The project will involve considerable coding in R and/or Python. It will also aim to create software that can be used by other researchers in the community. As such, we will make use of test-led software development practices and collaborative code review over Github.
Bibliography
(1) Foster, T., Lei, C. L., Robinson, M., Gavaghan, D., & Lambert, B. (2020). Model evidence with fast tree-based quadrature. arXiv preprint arXiv:2005.11300.

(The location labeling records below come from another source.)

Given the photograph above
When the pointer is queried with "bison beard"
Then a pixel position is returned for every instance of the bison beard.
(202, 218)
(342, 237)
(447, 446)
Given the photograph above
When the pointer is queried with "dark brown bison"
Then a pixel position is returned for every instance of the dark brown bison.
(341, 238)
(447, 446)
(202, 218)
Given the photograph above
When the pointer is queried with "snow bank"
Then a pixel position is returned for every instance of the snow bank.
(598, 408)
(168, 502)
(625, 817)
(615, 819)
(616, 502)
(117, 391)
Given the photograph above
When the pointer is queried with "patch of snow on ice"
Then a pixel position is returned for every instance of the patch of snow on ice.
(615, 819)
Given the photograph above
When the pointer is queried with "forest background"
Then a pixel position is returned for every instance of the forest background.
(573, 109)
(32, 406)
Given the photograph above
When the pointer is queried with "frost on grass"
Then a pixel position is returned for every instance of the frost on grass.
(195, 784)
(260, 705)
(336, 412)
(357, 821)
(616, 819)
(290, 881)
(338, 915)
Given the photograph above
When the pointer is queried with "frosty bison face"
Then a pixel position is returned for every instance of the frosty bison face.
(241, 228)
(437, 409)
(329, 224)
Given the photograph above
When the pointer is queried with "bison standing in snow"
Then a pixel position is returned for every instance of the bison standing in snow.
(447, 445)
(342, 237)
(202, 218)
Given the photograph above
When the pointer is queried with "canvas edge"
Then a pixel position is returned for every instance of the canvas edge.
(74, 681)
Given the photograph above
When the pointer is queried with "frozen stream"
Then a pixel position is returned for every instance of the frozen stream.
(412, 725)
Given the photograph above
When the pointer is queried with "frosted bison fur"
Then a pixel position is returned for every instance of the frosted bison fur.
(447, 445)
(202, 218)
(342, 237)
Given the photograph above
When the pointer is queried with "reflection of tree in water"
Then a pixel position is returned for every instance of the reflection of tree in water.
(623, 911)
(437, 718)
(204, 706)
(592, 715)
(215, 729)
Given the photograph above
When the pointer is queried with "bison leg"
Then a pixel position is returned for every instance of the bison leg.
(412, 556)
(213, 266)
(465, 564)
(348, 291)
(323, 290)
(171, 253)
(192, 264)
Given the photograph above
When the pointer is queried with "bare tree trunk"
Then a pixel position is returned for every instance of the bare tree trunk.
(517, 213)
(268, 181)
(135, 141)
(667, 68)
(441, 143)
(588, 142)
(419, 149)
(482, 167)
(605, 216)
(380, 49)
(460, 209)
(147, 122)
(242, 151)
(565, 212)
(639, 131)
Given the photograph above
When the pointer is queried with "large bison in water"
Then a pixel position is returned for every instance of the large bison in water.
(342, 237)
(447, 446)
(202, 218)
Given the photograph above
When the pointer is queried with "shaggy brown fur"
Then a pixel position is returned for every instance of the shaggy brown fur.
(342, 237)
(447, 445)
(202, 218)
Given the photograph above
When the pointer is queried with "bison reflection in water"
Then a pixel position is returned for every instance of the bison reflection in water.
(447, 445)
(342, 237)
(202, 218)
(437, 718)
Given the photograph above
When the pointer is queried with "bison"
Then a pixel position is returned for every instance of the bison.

(2) Zhu, H., Liu, X., Kang, R., Shen, Z., Flaxman, S., & Briol, F. X. (2020). Bayesian probabilistic numerical integration with tree-based models. Advances in Neural Information Processing Systems, 33, 5837-5849.
Supervisor: Dr Ben Lambert (Academic Director Schmidt Futures, Department of Statistics)
Description and Outcome
In terms of the people they kill and sicken, mosquitoes are the most dangerous animal on earth. Yet, despite their notoriety, we still know relatively little about their ecology. Interventions against mosquito-borne diseases are affected by how far mosquitoes travel during their lifetimes, which affects the spread of insecticide and drug resistance. Mosquito dispersal is also of great importance for interventions involving the release of genetically modified insects.
In this project, the student will conduct a statistical meta-analysis of a database of mark-release-recapture experiments (the predominant method of determining mosquito flight distances) to characterise the dispersal of different vector species (1). In so doing, the student will gain experience in data analysis and an appreciation of mosquito ecology – of great value if considering a career in public health or infectious disease modelling.
The project will involve applied statistical modelling using Bayesian methods and will include coding in either R or Python. Throughout the work, we will use approaches to ensure that the work is reproducible by other researchers, including by hosting the code openly on Github and using data analysis pipelines.
Bibliography
(1) Guerra, C. A., Reiner, R. C., Perkins, T. A., Lindsay, S. W., Midega, J. T., Brady, O. J., ... & Smith, D. L. (2014). A global assembly of adult female mosquito mark-release-recapture data to inform the control of mosquito-borne pathogens. Parasites & vectors, 7(1), 1-15.